Mistakes were made, Says DEA Chief Hutchinson - But no one made them

DRCNet and The November Coalition have reported on several occasions the strange odyssey of Andrew Chambers, a St. Louis native who went from being the Drug Enforcement Administration's star informant to one of its biggest embarrassments. Over a 16-year career, Chambers received more than $2 million in DEA funds - his reward for helping to arrest more than 400 people in 31 different cities. He also committed perjury on the witness stand dozens of times, lying about his arrest and conviction record, his tax payments and his level of educational achievement. According to a DEA internal investigation obtained by the St. Louis Post, some DEA agents and supervisors knew of Chambers' mendacious ways, but failed to reign him in.

Now, DEA administrator Asa Hutchinson has announced that no DEA employees will be disciplined for letting Chambers get away with serial perjury. In an interview September 28, he told the St. Louis Post that no agents would be punished because it was "a failure of policy versus a failure of personnel." Hutchinson also pleaded that the 9,000-strong agency had been duped by the crafty Chambers. "Chambers abused his position with us, and we didn't have the systems in place to keep the checks and balances on that," he excused.

According to the agency's own records, however, it did have the ability to have high-level headquarters officials wage a two-year court battle to keep Chambers' criminal record, and his repeated lying about it on the stand, secret.
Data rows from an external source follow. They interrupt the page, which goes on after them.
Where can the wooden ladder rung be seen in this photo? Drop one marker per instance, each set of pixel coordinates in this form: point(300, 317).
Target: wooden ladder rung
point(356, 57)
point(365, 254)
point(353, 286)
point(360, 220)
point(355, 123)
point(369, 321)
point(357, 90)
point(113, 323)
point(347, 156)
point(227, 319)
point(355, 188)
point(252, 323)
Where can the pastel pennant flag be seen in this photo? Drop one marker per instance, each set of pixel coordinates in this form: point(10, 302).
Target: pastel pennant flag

Hutchinson told the Post that the agency had made reforms in the wake of the Supersnitch scandal: The agency has now set up a central registry to track snitches who testify in more than one place, said Hutchinson, and all agents have been ordered to turn over complete records on their informants to both prosecutors and defense attorneys.
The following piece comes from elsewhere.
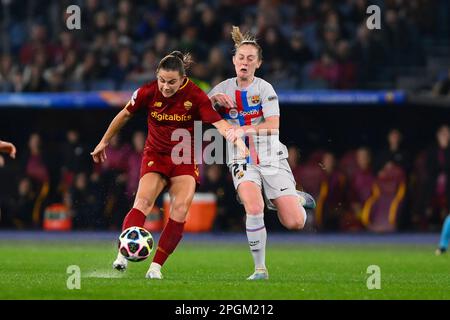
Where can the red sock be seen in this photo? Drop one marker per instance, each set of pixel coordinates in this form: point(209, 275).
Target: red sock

Hutchinson also defended the use of informants, saying they were "crucial" not only to the war on drugs, but now to the war on terrorism. "You've got to use informants, otherwise you can't get the job done," he said.

A DEA press spokesman in Washington confirmed Hutchinson's announcement to the Post. "A thorough investigation has been completed, and there are no findings that require disciplinary action," he told DRCNet.
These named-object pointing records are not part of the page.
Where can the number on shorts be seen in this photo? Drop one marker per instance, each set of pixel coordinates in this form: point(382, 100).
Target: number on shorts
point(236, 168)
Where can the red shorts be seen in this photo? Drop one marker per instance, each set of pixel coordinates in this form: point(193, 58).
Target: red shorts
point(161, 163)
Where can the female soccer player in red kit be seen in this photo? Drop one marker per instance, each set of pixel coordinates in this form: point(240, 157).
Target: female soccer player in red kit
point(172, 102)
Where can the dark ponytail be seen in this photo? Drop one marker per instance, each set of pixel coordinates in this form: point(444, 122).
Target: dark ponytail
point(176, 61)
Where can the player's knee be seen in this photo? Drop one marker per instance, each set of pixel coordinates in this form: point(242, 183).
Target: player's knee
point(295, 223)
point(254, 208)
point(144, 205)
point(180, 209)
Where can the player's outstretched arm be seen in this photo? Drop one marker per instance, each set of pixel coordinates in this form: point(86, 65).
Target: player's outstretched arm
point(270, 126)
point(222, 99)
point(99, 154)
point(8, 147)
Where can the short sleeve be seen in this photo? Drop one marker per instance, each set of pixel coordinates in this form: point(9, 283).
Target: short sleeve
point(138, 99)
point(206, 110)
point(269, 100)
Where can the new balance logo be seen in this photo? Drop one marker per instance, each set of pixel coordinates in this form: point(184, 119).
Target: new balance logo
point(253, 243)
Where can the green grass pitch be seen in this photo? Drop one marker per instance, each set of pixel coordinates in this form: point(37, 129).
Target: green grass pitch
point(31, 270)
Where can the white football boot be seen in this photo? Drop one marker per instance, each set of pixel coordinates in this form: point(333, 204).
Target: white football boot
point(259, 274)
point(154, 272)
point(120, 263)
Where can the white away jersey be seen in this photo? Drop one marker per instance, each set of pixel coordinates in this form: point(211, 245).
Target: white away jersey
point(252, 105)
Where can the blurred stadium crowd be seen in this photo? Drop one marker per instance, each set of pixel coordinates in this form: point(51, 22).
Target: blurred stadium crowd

Dean Steward is not satisfied with the results. He is the Los Angeles public defender who broke the scandal by pursuing a three-year battle with the DEA and the Justice Department. "I'm stunned that so much government wrongdoing meant so little to the government," he told the Post. "Had this been a major corporation, heads would roll," he added.

In the wake of 911

Federal agencies expand and relax rules about the use of unsavory informants

The AP quoted Vice President Cheney on September 16th, "If you're only going to work with officially approved, certified good guys, you are not going to find out what the bad guys are doing, You have to have on payroll some very unsavory characters. This is a mean, nasty, dangerous, dirty, business. We have to operate in that arena."

By October 25th, the CIA had relaxed its rules; field officers may recruit informants with violent or criminal backgrounds without prior approval from headquarters.